Natural Light hard seltzer? Anheuser-Busch is leaning into the trend

Natural Light hard seltzer? Anheuser-Busch is leaning into the trend

News Staff

Hard seltzer is big. Anheuser-Busch InBev thinks it’s about to get bigger.

The alcohol company is launching a new line of spiked seltzer under the Natural Light brand, an affordable product marketed to college-aged drinkers. Natty Light Seltzer is not the first hard seltzer product for AB InBev, which already sells Bon & Viv.

There’s no question that hard seltzer is having a moment. Sales of White Claw, the category leader, grew 283% to $327.7 million in July compared to the same period last year. The drink has inspired a YouTube parody video, as well as a number of memes and trend pieces.

Natural Light Seltzer is going to be a little different. The product is priced at about a 20% discount compared to the leading brands, and unlike most hard seltzer brands, which are often sold in packs of four, it will be available in bulk 24-can packages. With about 130 calories and 6% alcohol by volume, it’s also more alcoholic and caloric than other hard seltzers. The drink should be widely available for purchase in the United States in a few weeks. It comes in two flavors: mango and peach, and black cherry and lime.

Anheuser-Busch thinks the trend is more than just a flash in the pan. “This is not a fad,” said Ricardo Marques, Vice President of Core and Value Brands at Anheuser-Busch. “This is here to stay.”

Hard seltzer has mostly become popular on the coasts, Marques said. There’s “a ton of runway” in the rest of the country, as well as in coastal regions, he added. AB InBev believes that Bon & Viv, which Marques noted is “growing rapidly,” will continue to gain traction among health-conscious drinkers looking for beverages lower in alcohol, sugar or calories. The new product will bring in a new audience more focused on budget.

The start of the trend

Hard seltzers hit the scene in 2016. That year, Mike’s Hard Lemonade maker Mark Anthony Brands launched White Claw. Other big companies made their hard seltzer plays around the same time: Anheuser-Busch bought SpikedSeltzer, which led to Bon & Viv, and Boston Beer launched Truly, another popular hard seltzer, all in 2016. But it took a while for the beverage to start gaining traction with consumers.

In 2017, Jose Cuervo’s pre-mixed margarita was the leading beverage in the alcoholic ready-to-drink category, which includes canned cocktails and spiked seltzer, said Beth Bloom, associate director of US Food and Drink for Mintel. The following year, White Claw’s hard seltzers took the lead.

And earlier this year, Anheuser-Busch made a big push for its Bon & Viv line with a Super Bowl commercial, billing it as the first time that a fermented malt beverage was advertised during the big game.

Consumers are likely turning to hard seltzer for the same reasons that they like regular seltzer — it’s got fewer calories and less sugar than other comparable drinks.
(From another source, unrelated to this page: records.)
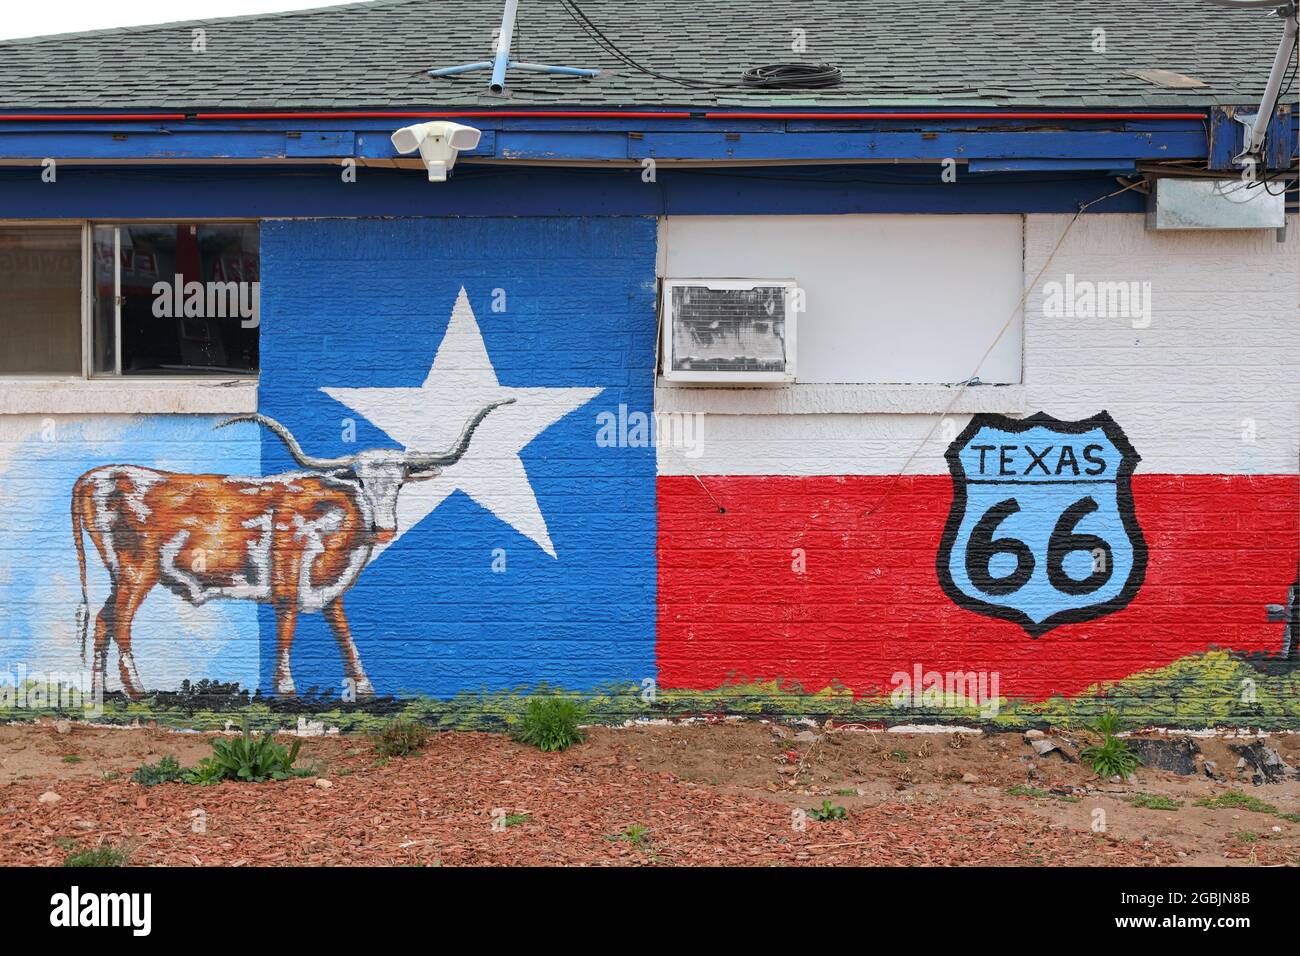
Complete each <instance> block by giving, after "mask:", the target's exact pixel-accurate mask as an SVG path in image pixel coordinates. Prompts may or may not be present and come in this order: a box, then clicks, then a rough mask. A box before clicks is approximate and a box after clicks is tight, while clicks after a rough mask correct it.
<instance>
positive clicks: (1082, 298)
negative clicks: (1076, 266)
mask: <svg viewBox="0 0 1300 956" xmlns="http://www.w3.org/2000/svg"><path fill="white" fill-rule="evenodd" d="M1043 315H1044V316H1047V317H1048V319H1128V320H1131V323H1132V326H1134V328H1135V329H1145V328H1147V326H1148V325H1151V282H1136V281H1131V282H1093V281H1092V280H1088V278H1076V277H1075V274H1074V273H1073V272H1070V273H1066V277H1065V282H1047V284H1045V285H1044V286H1043Z"/></svg>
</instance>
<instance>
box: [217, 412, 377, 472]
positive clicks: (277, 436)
mask: <svg viewBox="0 0 1300 956" xmlns="http://www.w3.org/2000/svg"><path fill="white" fill-rule="evenodd" d="M240 421H252V423H253V424H259V425H261V427H264V428H266V429H269V431H270V432H272V433H273V434H274V436H276V437H277V438H279V440H281V441H282V442H285V447H287V449H289V454H291V455H292V457H294V460H295V462H298V464H299V466H302V467H303V468H311V470H312V471H341V470H343V468H350V467H351V466H352V463H354V462H355V460H356V455H348V457H346V458H312V457H311V455H308V454H307V453H305V451H303V446H302V445H299V444H298V438H295V437H294V433H292V432H290V431H289V429H287V428H285V427H283V425H282V424H279V423H278V421H276V419H269V418H266V416H265V415H239V416H237V418H233V419H226V420H225V421H222V423H220V424H218V425H214V428H225V427H226V425H234V424H238V423H240Z"/></svg>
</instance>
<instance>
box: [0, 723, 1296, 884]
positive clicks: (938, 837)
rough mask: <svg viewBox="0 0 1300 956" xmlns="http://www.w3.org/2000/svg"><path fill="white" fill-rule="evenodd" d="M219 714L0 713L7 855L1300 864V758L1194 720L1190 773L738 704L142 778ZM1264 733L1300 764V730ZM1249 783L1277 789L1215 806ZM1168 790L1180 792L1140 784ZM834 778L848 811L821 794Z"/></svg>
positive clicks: (950, 733) (1244, 792)
mask: <svg viewBox="0 0 1300 956" xmlns="http://www.w3.org/2000/svg"><path fill="white" fill-rule="evenodd" d="M60 730H62V731H64V732H60ZM209 736H211V735H208V736H205V735H199V734H179V732H173V731H164V730H159V728H110V727H94V726H87V724H77V723H73V724H72V726H70V727H69V726H68V724H64V726H62V727H56V726H55V724H53V723H51V722H42V723H39V724H9V726H0V864H10V865H59V864H61V862H62V861H64V858H65V857H66V856H68V855H69V853H72V852H75V851H78V849H87V848H95V847H100V845H112V847H114V848H120V849H125V851H126V852H127V853H129V858H130V861H131V862H133V864H135V865H233V866H234V865H337V864H395V865H526V864H539V865H555V864H559V865H653V864H667V865H701V864H702V865H826V864H861V865H914V864H920V865H944V866H952V865H1152V866H1169V865H1264V866H1275V865H1291V866H1294V865H1297V864H1300V822H1296V821H1300V817H1296V818H1295V819H1287V818H1286V816H1283V814H1300V780H1297V779H1296V778H1295V777H1292V778H1288V779H1286V780H1283V782H1281V783H1266V784H1264V786H1253V784H1252V782H1251V779H1249V774H1248V773H1238V771H1236V770H1235V767H1236V763H1238V760H1239V756H1238V754H1236V753H1235V752H1232V750H1231V749H1230V747H1231V745H1242V744H1244V743H1251V740H1249V739H1231V737H1229V739H1223V737H1213V739H1197V740H1196V744H1197V747H1199V748H1200V750H1201V753H1200V756H1199V757H1197V773H1196V774H1195V775H1190V777H1179V775H1175V774H1173V773H1167V771H1162V770H1156V769H1149V767H1140V769H1139V770H1138V773H1136V782H1115V780H1100V779H1097V778H1096V777H1095V775H1093V774H1092V773H1091V770H1088V769H1087V766H1084V765H1083V763H1080V762H1071V757H1073V756H1074V754H1075V750H1076V745H1078V744H1082V743H1084V741H1083V740H1080V739H1075V737H1073V736H1071V735H1069V734H1063V735H1056V736H1054V737H1053V739H1054V740H1056V741H1058V743H1061V744H1062V747H1061V750H1057V752H1053V753H1048V754H1045V756H1039V754H1037V753H1035V750H1034V749H1032V747H1031V743H1030V741H1028V740H1027V739H1026V737H1024V736H1023V735H1022V734H1018V732H1014V734H1013V732H1004V734H980V735H967V734H954V732H896V731H891V732H887V731H884V730H883V728H870V727H861V726H848V727H840V728H835V727H832V728H827V727H816V726H801V724H780V723H771V722H762V721H719V722H695V723H675V724H641V726H634V727H628V728H607V727H595V728H591V730H590V732H589V739H588V741H586V743H584V744H580V745H577V747H575V748H572V749H569V750H567V752H564V753H555V754H545V753H539V752H537V750H534V749H532V748H526V747H523V745H520V744H515V743H512V741H511V740H508V739H507V737H504V736H499V735H489V734H437V735H434V736H433V737H432V739H430V741H429V744H428V745H426V747H425V749H424V752H421V753H420V754H419V756H415V757H409V758H393V760H389V761H382V760H377V756H376V753H374V750H373V748H372V745H370V741H369V740H368V739H367V737H361V736H339V735H326V736H317V737H307V739H304V740H303V752H302V756H300V758H299V765H307V766H312V767H313V769H315V771H316V774H317V777H313V778H304V779H292V780H286V782H282V783H264V784H248V783H229V782H227V783H222V784H218V786H216V787H196V786H191V784H183V783H168V784H160V786H156V787H142V786H139V784H135V783H131V782H130V775H131V773H133V771H134V770H135V769H136V767H139V766H140V765H142V763H153V762H156V761H159V760H160V758H161V757H164V756H173V757H175V758H177V760H178V761H179V762H181V763H182V765H183V766H192V765H194V763H196V762H198V761H199V758H200V757H204V756H207V754H208V753H209V752H211V741H209V739H208V737H209ZM286 740H287V736H286ZM1265 743H1268V745H1270V747H1273V748H1275V749H1277V750H1278V753H1279V754H1281V756H1282V757H1283V760H1284V761H1286V762H1287V763H1290V765H1292V766H1300V737H1297V736H1295V735H1271V736H1269V737H1268V739H1266V741H1265ZM1062 752H1063V753H1065V756H1062ZM1205 760H1209V761H1213V765H1217V774H1218V777H1219V778H1221V779H1217V780H1216V779H1209V778H1208V777H1206V775H1205V774H1204V773H1203V761H1205ZM320 782H324V783H320ZM1230 791H1235V792H1240V793H1245V795H1248V796H1252V797H1256V799H1257V800H1261V801H1264V803H1266V804H1269V805H1271V806H1274V808H1275V812H1274V813H1269V812H1260V810H1252V809H1244V808H1240V806H1235V808H1234V806H1230V808H1222V809H1212V808H1204V806H1197V805H1196V801H1197V800H1201V799H1208V797H1214V796H1217V795H1223V793H1227V792H1230ZM43 795H44V799H42V797H43ZM51 795H57V797H53V796H51ZM1141 795H1145V796H1141ZM1153 796H1154V797H1167V799H1170V800H1174V801H1178V806H1177V809H1145V808H1141V806H1136V805H1134V803H1132V801H1134V800H1135V799H1138V800H1140V801H1141V800H1145V801H1149V800H1151V797H1153ZM826 800H829V801H831V804H832V805H833V806H842V808H844V809H845V812H846V816H845V817H844V818H840V819H831V821H824V822H819V821H816V819H815V818H813V817H809V816H807V812H809V810H811V809H813V808H818V806H820V805H822V803H823V801H826ZM1099 810H1100V812H1101V813H1100V814H1099ZM1099 823H1104V830H1101V831H1099V830H1097V827H1099Z"/></svg>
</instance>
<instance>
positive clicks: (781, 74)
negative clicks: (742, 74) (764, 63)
mask: <svg viewBox="0 0 1300 956" xmlns="http://www.w3.org/2000/svg"><path fill="white" fill-rule="evenodd" d="M742 79H744V82H745V86H755V87H783V88H788V90H793V88H800V90H811V88H818V87H827V86H839V85H840V83H841V82H842V81H844V72H842V70H841V69H840V68H839V66H832V65H831V64H828V62H823V64H803V62H779V64H771V65H770V66H751V68H750V69H748V70H745V74H744V77H742Z"/></svg>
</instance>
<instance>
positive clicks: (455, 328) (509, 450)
mask: <svg viewBox="0 0 1300 956" xmlns="http://www.w3.org/2000/svg"><path fill="white" fill-rule="evenodd" d="M603 390H604V389H599V388H594V389H575V388H555V389H552V388H524V389H515V388H507V386H504V385H500V384H499V382H498V381H497V369H495V368H493V364H491V360H490V359H489V358H487V349H486V346H484V338H482V333H481V332H480V330H478V323H477V321H476V320H474V313H473V310H472V308H471V307H469V299H468V297H467V295H465V290H464V289H461V290H460V294H459V295H458V297H456V306H455V308H452V311H451V321H450V323H448V324H447V333H446V334H445V336H443V338H442V343H441V345H439V346H438V354H437V356H434V359H433V368H430V369H429V375H428V376H426V377H425V380H424V384H422V385H421V386H420V388H396V389H329V388H326V389H321V392H324V393H325V394H328V395H329V397H330V398H333V399H335V401H338V402H342V403H343V405H346V406H348V407H350V408H352V410H354V411H356V412H360V414H361V415H364V416H365V418H367V419H369V420H370V421H372V423H373V424H374V425H376V427H377V428H380V429H382V431H383V432H386V433H387V434H389V436H391V437H393V438H394V440H395V441H396V442H399V444H400V445H402V446H403V447H406V449H416V450H420V451H441V450H443V449H446V447H448V446H450V445H451V442H454V441H455V440H456V436H458V434H460V429H461V428H463V427H464V424H465V421H467V420H468V419H469V418H471V416H472V415H473V414H474V412H476V411H477V410H478V408H481V407H482V406H485V405H487V403H489V402H495V401H499V399H503V398H513V399H515V403H513V405H507V406H503V407H500V408H497V410H495V411H493V412H491V414H490V415H489V416H487V418H486V419H484V423H482V425H480V428H478V431H477V432H476V433H474V437H473V441H472V442H471V444H469V450H468V451H467V453H465V455H464V458H461V459H460V460H459V462H456V463H455V464H452V466H451V467H448V468H446V470H443V472H442V473H441V475H439V476H438V477H435V479H433V480H430V481H412V483H408V484H406V485H403V488H402V493H400V496H399V497H398V529H396V535H395V536H394V538H393V541H396V540H398V538H400V537H402V536H403V535H404V533H406V532H408V531H411V529H412V528H413V527H415V525H416V524H419V523H420V522H422V520H424V519H425V518H426V516H428V515H429V514H430V512H432V511H433V510H434V509H435V507H438V505H441V503H442V502H443V501H446V499H447V497H448V496H450V494H451V493H452V492H458V490H459V492H464V493H465V494H468V496H469V497H471V498H473V499H474V501H476V502H478V503H480V505H481V506H482V507H485V509H487V510H489V511H491V512H493V514H494V515H495V516H497V518H499V519H500V520H503V522H504V523H506V524H508V525H511V527H512V528H515V529H516V531H517V532H519V533H520V535H524V536H526V537H529V538H532V540H533V541H534V542H537V546H538V548H541V549H542V550H543V551H546V553H547V554H550V555H551V557H552V558H554V557H555V545H552V544H551V536H550V532H549V531H547V528H546V519H545V518H543V516H542V511H541V509H539V507H538V505H537V497H536V494H534V493H533V485H532V483H530V481H529V480H528V472H526V471H524V463H523V460H520V457H519V453H520V451H521V450H523V449H524V446H525V445H528V442H530V441H532V440H533V438H536V437H537V436H538V434H541V433H542V432H545V431H546V429H547V428H550V427H551V425H552V424H555V423H556V421H559V420H560V419H562V418H564V416H565V415H568V414H569V412H571V411H573V410H575V408H578V407H581V406H582V405H585V403H588V402H590V401H591V399H593V398H595V397H597V395H598V394H601V393H602V392H603ZM393 541H390V542H389V544H393ZM383 548H386V545H381V546H380V548H377V549H376V551H374V554H376V555H378V554H380V553H381V551H382V550H383Z"/></svg>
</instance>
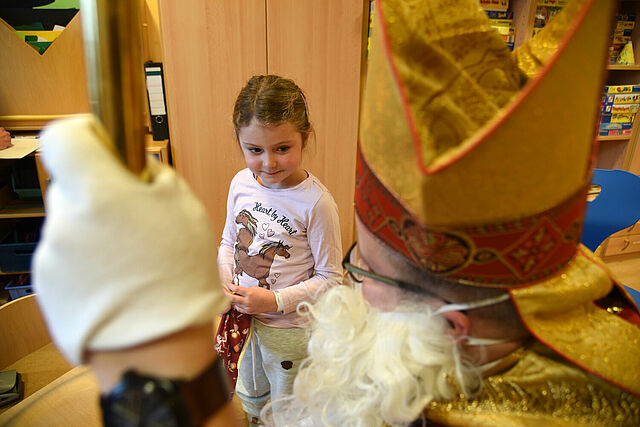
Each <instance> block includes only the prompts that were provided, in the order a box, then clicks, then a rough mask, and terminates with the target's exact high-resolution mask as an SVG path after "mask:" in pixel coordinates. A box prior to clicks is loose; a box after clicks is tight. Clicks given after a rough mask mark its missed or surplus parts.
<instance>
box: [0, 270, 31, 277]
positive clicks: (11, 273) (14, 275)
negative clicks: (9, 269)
mask: <svg viewBox="0 0 640 427" xmlns="http://www.w3.org/2000/svg"><path fill="white" fill-rule="evenodd" d="M28 273H31V272H30V271H0V276H15V275H18V274H28Z"/></svg>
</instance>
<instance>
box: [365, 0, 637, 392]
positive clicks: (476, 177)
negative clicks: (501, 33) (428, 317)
mask: <svg viewBox="0 0 640 427" xmlns="http://www.w3.org/2000/svg"><path fill="white" fill-rule="evenodd" d="M614 6H615V2H614V1H611V0H584V1H574V2H570V3H569V4H568V5H567V6H566V7H565V9H563V11H562V12H561V13H560V14H558V15H557V16H556V17H555V18H554V19H553V20H552V21H551V22H550V23H549V24H548V25H547V27H545V28H544V29H543V31H541V32H540V33H539V34H538V35H536V37H534V38H532V39H531V40H529V41H528V42H527V43H525V44H524V45H522V46H521V47H520V48H518V50H517V51H516V52H515V53H513V54H512V53H511V52H509V50H508V48H507V47H506V45H505V43H504V42H503V40H502V39H501V37H500V36H499V35H498V34H497V32H496V31H495V30H493V29H492V28H490V27H489V21H488V19H487V16H486V14H485V13H484V11H483V10H482V9H481V8H480V6H479V4H478V2H477V1H476V0H412V1H400V0H377V1H376V11H375V16H376V20H375V22H374V26H373V27H374V28H373V34H372V40H371V51H370V54H369V55H370V56H369V61H368V69H367V81H366V88H365V93H364V98H363V105H362V114H361V123H360V141H359V150H358V163H357V181H356V186H357V188H356V196H355V202H356V212H357V215H358V217H359V218H360V220H361V222H362V223H363V224H364V225H365V226H366V227H367V229H368V230H369V231H371V232H372V233H373V234H375V235H376V236H377V237H378V238H379V239H380V240H381V241H382V242H384V243H385V244H387V245H388V246H389V247H391V248H392V249H393V250H394V251H396V252H398V253H400V254H401V255H403V256H404V257H405V258H407V259H408V260H409V261H411V262H412V263H413V264H415V265H416V266H418V267H419V268H421V269H423V270H425V271H427V272H429V273H432V274H435V275H438V276H441V277H443V278H446V279H448V280H451V281H455V282H458V283H461V284H465V285H471V286H483V287H499V288H506V289H508V291H509V293H510V295H511V297H512V300H513V302H514V304H515V305H516V307H517V308H518V310H519V312H520V314H521V317H522V319H523V321H524V322H525V324H526V325H527V327H528V328H529V329H530V331H531V332H532V333H533V334H534V336H536V337H537V338H538V339H539V340H540V341H542V342H543V343H545V344H547V345H548V346H549V347H551V348H553V349H554V350H556V351H557V352H558V353H560V354H562V355H563V356H565V357H566V358H568V359H569V360H571V361H573V362H574V363H576V364H578V365H579V366H582V367H583V368H584V369H586V370H588V371H589V372H592V373H594V374H595V375H598V376H600V377H602V378H604V379H606V380H609V381H611V382H613V383H615V384H617V385H619V386H621V387H623V388H625V389H627V390H630V391H632V392H634V393H637V394H640V369H639V366H640V364H639V362H640V350H639V349H640V329H639V328H638V325H640V317H638V312H637V309H636V308H635V307H634V306H633V305H632V304H631V303H629V298H628V295H626V294H625V293H624V291H623V290H621V289H620V288H619V287H617V286H616V287H614V282H613V281H612V280H611V279H610V276H609V275H608V273H607V271H606V268H605V267H603V266H602V265H601V264H600V263H599V262H598V261H597V259H596V258H595V257H594V256H593V255H592V254H591V253H590V252H589V250H588V249H586V248H584V247H582V246H581V245H580V243H579V242H580V235H581V230H582V222H583V219H584V212H585V207H586V189H587V187H588V184H589V181H590V176H591V163H592V155H593V151H592V150H593V142H594V140H595V130H596V127H597V120H598V114H599V113H598V111H599V102H600V99H601V93H602V85H603V83H604V78H605V60H606V54H607V48H608V40H609V36H610V24H611V19H610V18H611V17H612V14H613V12H614ZM517 31H525V29H520V28H518V29H517ZM605 297H607V298H608V299H607V300H605V299H604V298H605ZM614 300H615V302H616V303H617V304H618V307H617V308H616V310H610V311H615V314H612V313H610V312H607V311H606V310H605V309H604V308H609V309H611V307H610V306H607V307H605V305H606V304H605V301H606V302H607V304H611V303H612V301H614ZM598 304H600V305H598ZM600 306H602V308H601V307H600ZM630 320H635V321H636V322H637V323H636V324H635V325H634V324H633V323H632V322H630ZM598 325H600V326H598ZM603 325H604V326H603ZM596 326H598V327H596ZM595 331H597V332H595ZM601 340H604V341H607V340H608V342H610V343H611V345H609V346H607V349H606V354H603V353H602V351H601V350H602V344H601V342H600V341H601ZM619 340H628V341H627V343H629V346H630V347H629V348H626V347H625V348H624V350H623V351H621V350H619V349H621V348H623V347H624V346H618V348H619V349H616V348H615V347H616V345H613V343H614V342H619ZM634 342H635V345H634V344H631V343H634ZM599 346H600V347H599ZM631 346H633V348H631ZM609 347H610V348H609Z"/></svg>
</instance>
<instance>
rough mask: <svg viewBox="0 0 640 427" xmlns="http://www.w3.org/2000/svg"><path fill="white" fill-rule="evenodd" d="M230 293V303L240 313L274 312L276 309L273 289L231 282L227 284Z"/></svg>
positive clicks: (256, 313) (275, 300)
mask: <svg viewBox="0 0 640 427" xmlns="http://www.w3.org/2000/svg"><path fill="white" fill-rule="evenodd" d="M227 287H228V288H229V290H230V291H231V294H230V295H229V297H230V298H231V304H232V306H233V307H235V309H236V310H238V311H239V312H240V313H245V314H260V313H267V312H275V311H277V310H278V304H277V303H276V296H275V295H274V294H273V291H270V290H268V289H264V288H261V287H259V286H254V287H251V288H243V287H241V286H236V285H233V284H231V283H229V284H228V285H227Z"/></svg>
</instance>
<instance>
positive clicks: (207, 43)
mask: <svg viewBox="0 0 640 427" xmlns="http://www.w3.org/2000/svg"><path fill="white" fill-rule="evenodd" d="M159 11H160V25H161V31H162V44H163V57H164V70H165V89H166V91H167V112H168V116H169V129H170V135H171V146H172V149H173V160H174V164H175V167H176V169H177V170H178V172H179V173H180V174H181V175H182V176H184V177H185V178H186V180H187V181H188V182H189V183H190V184H191V186H192V188H193V189H194V191H195V192H196V194H197V195H198V196H199V197H200V199H201V200H203V202H204V204H205V206H206V208H207V210H208V212H209V215H210V218H211V222H212V225H213V228H214V232H215V233H216V237H220V236H222V229H223V227H224V221H225V217H226V199H227V191H228V189H229V183H230V182H231V178H233V175H234V174H235V173H236V172H237V171H238V170H240V169H242V168H243V167H245V166H244V161H243V159H242V154H241V152H240V150H239V148H238V146H237V143H236V140H235V136H234V131H233V125H232V122H231V117H232V113H233V104H234V102H235V98H236V96H237V94H238V92H239V91H240V88H241V87H242V86H243V85H244V84H245V83H246V81H247V80H248V79H249V77H251V76H252V75H254V74H265V73H266V72H267V59H266V58H267V56H266V55H267V50H266V35H265V33H266V30H265V3H264V0H244V1H242V2H239V1H207V0H193V1H189V2H188V4H185V3H184V2H178V1H173V0H160V2H159ZM158 214H161V212H159V213H158Z"/></svg>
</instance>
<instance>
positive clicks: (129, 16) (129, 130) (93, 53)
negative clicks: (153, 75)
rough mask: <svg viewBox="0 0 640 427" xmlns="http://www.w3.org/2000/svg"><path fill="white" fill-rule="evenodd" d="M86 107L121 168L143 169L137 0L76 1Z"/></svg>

White Claw and competitor Truly both have around 100 calories per can, and Bon & Viv has about 90 calories per can.

“A lot of these hard seltzer products position themselves as being a healthier alternative,” within alcohol, Bloom said. She added that over the last few years, ready to drink alcoholic beverages like hard seltzer have been “a bright spot,” within alcohol, where other categories have slowed.

One particularly hard hit category, Bloom noted, is beer.

A competitor to light beer

Beer sales have been declining in recent years, Bloom said. So beer brands, like Natural Light, may be launching hard seltzers as a way to “buffer those losses,” she said, noting that beer is still the biggest driver of alcohol sales by volume, far larger than the hard seltzer category. Still, hard seltzers could become an alternative to light beer, she added, in part because it appeals to men as well as women.

Alcohol drinkers have been generally favoring premium beer and liquor. Hard seltzer, a lower-calorie alternative to beer, could steal share away from light beers, according to a recent note from Macquarie Research.

Plus, drinkers have become more interested in reducing alcohol altogether, turning to zero-alcohol spirits and beers to test out drinking without the buzz.

As consumer tastes shift, Anheuser Busch has been working to revitalize Natural Light, an important part of its overall portfolio. It recently launched Naturdays, a strawberry lemonade lager, that it says is performing well.

“We’re listening to consumers” Marques said. “We’re evolving to address those needs. And that’s exactly what Naturdays is all about, that’s what Seltzer is all about as well.”

With Natty Light Seltzer, AB InBev wants to appeal both to Natty Light drinkers and take share away from other hard seltzer brands, he said.